Whenever you upload a rectangular dataset using Predixion Insight you have the option to automatically separate your data into training and testing sets. The page of the wizard where you specify this information looks like this:
The parameters allow you to control how much data is set aside for testing up to a maximum. Later this held out data is used to automatically create accuracy charts, profit charts and other fun stuff.
Once your data is uploaded to Predixion Insight, you can create as many models as you wish on the dataset with ease using any of the modeling tools or even visual macros for automation. If, for any reason, you want to fetch the data from the Predixion Insight server back into your Excel workbook or PowerPivot table, you can use the Query tool on the Insight Analytics ribbon.

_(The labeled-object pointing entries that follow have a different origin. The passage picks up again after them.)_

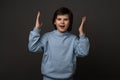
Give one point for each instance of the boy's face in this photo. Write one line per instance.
(62, 23)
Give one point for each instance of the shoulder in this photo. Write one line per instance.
(72, 35)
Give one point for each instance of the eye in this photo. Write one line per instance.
(59, 19)
(66, 19)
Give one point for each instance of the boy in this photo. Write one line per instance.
(60, 48)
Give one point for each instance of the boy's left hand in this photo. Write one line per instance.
(82, 25)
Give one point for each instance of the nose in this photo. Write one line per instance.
(62, 21)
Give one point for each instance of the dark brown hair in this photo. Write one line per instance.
(63, 11)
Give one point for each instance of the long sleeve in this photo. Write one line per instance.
(81, 46)
(36, 42)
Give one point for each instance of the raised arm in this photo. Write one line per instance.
(36, 42)
(82, 43)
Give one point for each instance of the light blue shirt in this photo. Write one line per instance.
(59, 51)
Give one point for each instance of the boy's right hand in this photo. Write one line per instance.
(38, 23)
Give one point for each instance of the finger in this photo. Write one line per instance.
(38, 15)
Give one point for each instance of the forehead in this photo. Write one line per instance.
(63, 16)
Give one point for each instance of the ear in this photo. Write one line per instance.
(54, 23)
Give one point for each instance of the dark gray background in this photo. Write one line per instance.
(17, 18)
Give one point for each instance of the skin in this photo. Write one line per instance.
(62, 23)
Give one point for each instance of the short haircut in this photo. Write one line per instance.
(63, 11)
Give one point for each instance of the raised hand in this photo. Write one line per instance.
(38, 23)
(82, 25)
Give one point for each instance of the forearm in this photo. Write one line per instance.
(34, 40)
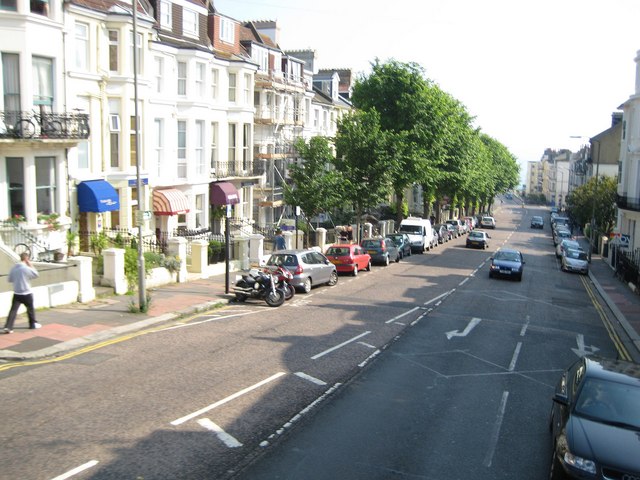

In the Query Wizard you select a dataset to query rather than a model. Querying a model generally means fetching predictions or model patterns. Querying a dataset simply means fetching the data that is cached in that dataset.
On the next page of the wizard you select which columns you want to fetch from the dataset. You can click the checkbox at the top to retrieve all of them. More importantly you can select a filter to limit which rows are returned. This is where the magic comes in – there is a “special” filter clause that you can select called “Is Test Cases”. Setting this filter clause to “true” causes only the test cases to be returned, whereas setting the clause to “false” returns only training cases.
And that’s it. Although you now may have a new trick in handling your Predixion Insight datasets, you will have to wait until a future installment to learn why this detail is so important. Until then – happy mining!